Afinal, o que possibilita a uma criança ocupar o lugar de aluno? Fragmentos do trabalho de acompanhamento terapêutico de uma criança autista em seu percurso escolar.
AUTORIA
Silvia Bicudo
ABSTRACT
Sabemos que foi somente a partir da Declaração de Salamanca, em 1994, que o direito de toda e qualquer criança à escola foi estabelecido. De lá para cá muito se tem estudado, pesquisado e praticado para que a concretização de tal direito se dê para além de uma configuração protocolar. É verdade que o fato de uma criança estar matriculada e frequentar uma escola, não garante, por si só, que seja efetivamente vista e tratada pela comunidade escolar como aluna. Para que isso possa acontecer, é necessário ao menos um educador que a suponha nessa posição: aguçando sua curiosidade, convocando seu desejo de aprender, apostando em suas contribuições e descobertas, interditando quando necessário e assim por diante. Mais ainda, é essencial que tal educador sustente essa posição mesmo – e principalmente – quando a criança não corresponder às expectativas nela depositadas. Ocupar a posição de aluno é uma construção que se dá na relação e pela relação da criança com seus interlocutores numa via de mão dupla. No caso de crianças com algum entrave psíquico, como psicoses e autismos, essa construção fica ainda mais evidente na medida em que esses funcionamentos, por suas particularidades de funcionamento, convocam ainda mais os educadores à (re) invenção.
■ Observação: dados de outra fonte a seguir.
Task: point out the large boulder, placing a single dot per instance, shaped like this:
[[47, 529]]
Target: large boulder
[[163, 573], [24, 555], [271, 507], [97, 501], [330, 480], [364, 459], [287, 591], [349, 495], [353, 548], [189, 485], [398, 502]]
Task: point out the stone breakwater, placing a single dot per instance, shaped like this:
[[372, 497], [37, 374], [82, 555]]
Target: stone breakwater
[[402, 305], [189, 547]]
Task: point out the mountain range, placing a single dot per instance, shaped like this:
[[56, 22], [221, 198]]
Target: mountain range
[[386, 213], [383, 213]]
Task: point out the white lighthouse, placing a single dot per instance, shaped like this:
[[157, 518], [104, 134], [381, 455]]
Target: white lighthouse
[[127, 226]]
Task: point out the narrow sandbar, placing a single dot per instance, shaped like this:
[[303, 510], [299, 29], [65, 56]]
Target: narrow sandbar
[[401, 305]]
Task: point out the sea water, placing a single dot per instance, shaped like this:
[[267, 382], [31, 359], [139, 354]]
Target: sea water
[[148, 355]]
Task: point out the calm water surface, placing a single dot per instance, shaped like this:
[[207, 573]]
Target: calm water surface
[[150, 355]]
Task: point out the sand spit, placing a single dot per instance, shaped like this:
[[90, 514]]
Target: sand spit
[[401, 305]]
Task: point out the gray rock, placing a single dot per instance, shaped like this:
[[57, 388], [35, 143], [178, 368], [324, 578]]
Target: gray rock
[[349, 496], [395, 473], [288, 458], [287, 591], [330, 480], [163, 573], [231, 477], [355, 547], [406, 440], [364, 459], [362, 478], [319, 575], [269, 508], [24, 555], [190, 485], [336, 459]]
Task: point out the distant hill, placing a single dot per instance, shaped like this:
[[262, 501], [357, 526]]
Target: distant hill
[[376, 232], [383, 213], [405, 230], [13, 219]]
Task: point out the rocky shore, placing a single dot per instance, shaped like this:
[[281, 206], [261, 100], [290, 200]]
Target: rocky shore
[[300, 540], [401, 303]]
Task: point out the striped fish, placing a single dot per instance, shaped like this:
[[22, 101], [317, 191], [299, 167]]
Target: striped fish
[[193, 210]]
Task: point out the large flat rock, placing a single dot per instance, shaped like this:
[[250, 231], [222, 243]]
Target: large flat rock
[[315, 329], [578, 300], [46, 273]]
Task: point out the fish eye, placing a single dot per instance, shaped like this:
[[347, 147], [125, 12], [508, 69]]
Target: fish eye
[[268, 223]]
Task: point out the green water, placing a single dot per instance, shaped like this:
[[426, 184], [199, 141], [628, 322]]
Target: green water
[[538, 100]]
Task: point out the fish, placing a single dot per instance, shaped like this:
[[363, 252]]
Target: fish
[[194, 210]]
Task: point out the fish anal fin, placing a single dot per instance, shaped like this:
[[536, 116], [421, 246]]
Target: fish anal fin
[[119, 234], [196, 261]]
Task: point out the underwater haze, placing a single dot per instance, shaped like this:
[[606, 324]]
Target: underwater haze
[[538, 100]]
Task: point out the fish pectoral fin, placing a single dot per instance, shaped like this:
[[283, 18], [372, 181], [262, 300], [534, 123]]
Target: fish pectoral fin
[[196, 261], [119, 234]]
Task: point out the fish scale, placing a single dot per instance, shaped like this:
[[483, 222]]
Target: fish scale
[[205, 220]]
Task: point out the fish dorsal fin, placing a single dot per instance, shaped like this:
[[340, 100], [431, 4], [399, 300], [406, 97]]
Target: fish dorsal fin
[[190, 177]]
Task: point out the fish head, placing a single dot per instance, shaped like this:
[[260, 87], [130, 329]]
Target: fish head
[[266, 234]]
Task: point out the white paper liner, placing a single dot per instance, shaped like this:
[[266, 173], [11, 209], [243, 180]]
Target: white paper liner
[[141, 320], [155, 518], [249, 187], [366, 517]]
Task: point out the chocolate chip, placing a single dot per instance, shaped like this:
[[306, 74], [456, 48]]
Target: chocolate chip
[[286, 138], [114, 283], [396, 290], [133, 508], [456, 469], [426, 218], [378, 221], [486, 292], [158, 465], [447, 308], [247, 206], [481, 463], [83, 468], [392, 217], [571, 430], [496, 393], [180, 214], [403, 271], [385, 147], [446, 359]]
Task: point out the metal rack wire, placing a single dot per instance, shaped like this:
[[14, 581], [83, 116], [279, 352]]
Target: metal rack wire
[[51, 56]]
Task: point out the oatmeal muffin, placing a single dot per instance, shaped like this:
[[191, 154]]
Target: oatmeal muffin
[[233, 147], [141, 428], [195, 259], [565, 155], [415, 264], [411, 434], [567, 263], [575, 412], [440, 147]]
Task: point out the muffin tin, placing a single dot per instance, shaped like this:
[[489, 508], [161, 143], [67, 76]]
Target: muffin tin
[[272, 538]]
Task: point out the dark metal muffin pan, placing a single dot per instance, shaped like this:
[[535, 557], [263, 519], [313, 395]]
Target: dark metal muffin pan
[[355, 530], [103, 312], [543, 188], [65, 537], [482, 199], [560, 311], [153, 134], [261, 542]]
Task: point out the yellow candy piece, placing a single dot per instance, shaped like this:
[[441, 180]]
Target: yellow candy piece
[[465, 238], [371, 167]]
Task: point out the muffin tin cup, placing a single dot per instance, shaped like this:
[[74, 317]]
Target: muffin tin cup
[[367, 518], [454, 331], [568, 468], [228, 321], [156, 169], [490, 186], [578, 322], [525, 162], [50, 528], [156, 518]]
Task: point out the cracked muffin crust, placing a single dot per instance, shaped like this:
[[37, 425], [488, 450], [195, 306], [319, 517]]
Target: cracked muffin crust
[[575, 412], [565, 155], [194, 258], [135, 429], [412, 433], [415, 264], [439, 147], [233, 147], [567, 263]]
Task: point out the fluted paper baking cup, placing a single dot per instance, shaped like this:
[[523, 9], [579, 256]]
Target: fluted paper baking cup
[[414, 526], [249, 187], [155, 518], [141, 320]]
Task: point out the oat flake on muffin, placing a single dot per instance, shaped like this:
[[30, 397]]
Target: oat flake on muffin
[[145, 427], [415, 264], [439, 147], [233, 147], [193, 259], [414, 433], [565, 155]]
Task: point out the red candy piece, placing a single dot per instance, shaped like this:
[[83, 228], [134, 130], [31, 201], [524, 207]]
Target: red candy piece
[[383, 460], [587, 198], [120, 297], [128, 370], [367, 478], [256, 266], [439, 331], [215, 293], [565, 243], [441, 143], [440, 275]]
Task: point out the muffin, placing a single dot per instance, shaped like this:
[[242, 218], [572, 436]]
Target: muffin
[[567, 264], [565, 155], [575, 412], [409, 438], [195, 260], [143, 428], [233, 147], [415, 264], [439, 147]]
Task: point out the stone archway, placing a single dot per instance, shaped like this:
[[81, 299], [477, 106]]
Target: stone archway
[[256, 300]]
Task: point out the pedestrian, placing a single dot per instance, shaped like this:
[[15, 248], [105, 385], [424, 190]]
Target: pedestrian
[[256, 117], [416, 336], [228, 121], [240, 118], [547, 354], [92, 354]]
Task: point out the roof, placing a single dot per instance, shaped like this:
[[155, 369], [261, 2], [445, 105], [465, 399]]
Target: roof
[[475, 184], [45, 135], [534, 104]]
Diante deste contexto, o presente trabalho discorre sobre como esta construção se dá na prática, a partir da apresentação de fragmentos do acompanhamento terapêutico de uma criança autista, por mim realizado, em seu percurso escolar na educação infantil. Partindo das dificuldades que a criança em questão se deparou no início de seu processo de alfabetização, apresentarei de que forma o olhar frustrado das professoras para tais dificuldades puderem se transformar, com a ajuda do trabalho de acompanhamento terapêutico, em criação, convocando a criança a uma produção autoral, por elas reconhecida e que teve como efeito na criança, a possibilidade de se engajar enquanto “mais um aluno” da sala.